Every irrational number can be progressively approximated using rational intervals. Here is a sequence of intervals that approximate $\sqrt{2}$:

[0 2]
[4/3 5/3]
[11/8 10/7]
[24/17 27/19]
[65/46 58/41]
[140/99 157/111]
[379/268 338/239]
[816/577 915/647]
[2209/1562 1970/1393]
[4756/3363 5333/3771]
[12875/9104 11482/8119]
[27720/19601 31083/21979]
[75041/53062 66922/47321]
[161564/114243 181165/128103]
[437371/309268 390050/275807]

This sequence of intervals is produced by the continued fraction representation for $\sqrt{2}$ which is 1,2,2,2,2,2,2,... with an infinite sequence of twos.

Interval analysis

The set of all rational intervals is countable.

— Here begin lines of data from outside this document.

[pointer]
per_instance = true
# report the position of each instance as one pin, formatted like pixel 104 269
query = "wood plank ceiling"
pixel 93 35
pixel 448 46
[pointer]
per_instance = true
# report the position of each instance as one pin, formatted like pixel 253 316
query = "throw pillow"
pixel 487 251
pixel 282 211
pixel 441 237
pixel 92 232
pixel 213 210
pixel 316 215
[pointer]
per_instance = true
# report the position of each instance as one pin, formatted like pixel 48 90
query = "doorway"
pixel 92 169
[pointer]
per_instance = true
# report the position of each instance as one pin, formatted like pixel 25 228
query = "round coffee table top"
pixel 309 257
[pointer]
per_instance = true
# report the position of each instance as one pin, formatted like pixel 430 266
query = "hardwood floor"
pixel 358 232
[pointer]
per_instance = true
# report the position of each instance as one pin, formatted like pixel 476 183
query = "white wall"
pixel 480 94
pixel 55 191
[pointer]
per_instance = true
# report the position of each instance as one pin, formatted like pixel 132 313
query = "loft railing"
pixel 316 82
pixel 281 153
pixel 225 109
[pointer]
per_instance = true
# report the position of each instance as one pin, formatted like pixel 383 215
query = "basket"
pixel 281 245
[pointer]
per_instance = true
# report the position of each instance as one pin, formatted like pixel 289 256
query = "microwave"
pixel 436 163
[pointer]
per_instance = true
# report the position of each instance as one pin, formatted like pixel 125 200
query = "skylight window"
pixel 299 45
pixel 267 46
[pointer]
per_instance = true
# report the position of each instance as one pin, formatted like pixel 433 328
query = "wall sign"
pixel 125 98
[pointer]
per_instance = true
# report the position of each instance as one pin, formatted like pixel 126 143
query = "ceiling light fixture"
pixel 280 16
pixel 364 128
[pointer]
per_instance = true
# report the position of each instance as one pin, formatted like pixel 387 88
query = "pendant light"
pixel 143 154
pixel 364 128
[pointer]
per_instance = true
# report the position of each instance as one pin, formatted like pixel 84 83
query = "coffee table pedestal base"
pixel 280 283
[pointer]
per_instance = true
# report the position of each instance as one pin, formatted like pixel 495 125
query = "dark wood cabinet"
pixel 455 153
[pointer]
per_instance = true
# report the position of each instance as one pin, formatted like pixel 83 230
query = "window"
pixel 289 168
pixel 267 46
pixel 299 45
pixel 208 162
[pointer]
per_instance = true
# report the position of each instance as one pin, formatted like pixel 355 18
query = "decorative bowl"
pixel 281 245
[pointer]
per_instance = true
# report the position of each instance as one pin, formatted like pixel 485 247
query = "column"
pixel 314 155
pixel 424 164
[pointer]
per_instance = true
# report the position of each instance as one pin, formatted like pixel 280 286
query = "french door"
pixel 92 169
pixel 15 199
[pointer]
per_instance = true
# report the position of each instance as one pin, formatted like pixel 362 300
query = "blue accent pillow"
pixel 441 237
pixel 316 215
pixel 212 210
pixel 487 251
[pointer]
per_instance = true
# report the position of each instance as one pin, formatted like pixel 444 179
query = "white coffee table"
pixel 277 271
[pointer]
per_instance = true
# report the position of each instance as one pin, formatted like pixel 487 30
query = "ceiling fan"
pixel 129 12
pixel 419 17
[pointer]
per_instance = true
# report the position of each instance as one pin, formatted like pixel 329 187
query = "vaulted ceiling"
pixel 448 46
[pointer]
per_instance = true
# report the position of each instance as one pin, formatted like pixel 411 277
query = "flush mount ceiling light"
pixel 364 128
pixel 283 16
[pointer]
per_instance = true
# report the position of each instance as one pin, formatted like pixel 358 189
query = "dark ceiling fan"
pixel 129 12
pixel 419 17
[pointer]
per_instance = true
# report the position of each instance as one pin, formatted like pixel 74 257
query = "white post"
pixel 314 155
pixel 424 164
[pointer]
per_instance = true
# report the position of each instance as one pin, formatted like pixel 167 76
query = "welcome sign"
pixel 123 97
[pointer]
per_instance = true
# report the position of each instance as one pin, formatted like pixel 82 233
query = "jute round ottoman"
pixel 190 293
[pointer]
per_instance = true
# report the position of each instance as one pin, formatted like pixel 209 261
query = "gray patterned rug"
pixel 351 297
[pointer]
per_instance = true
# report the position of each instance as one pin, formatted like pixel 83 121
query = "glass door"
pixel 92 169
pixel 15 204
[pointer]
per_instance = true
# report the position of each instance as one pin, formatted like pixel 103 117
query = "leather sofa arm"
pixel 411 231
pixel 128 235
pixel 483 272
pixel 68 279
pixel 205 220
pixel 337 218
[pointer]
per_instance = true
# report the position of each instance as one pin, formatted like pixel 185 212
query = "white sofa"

We can develop analysis in terms of this intervals firstly through interval arithmetic:

(= (add-intervals [1 2] [3 4]) [4 6])
(= (multiply-intervals [1 2] [3 4]) [3 8])

We can express any continuous real function as a function of intervals using its set of extrema. For example, the square of the interval [-2,2] is [0,4] and the square of the interval [2,3] is [4,9].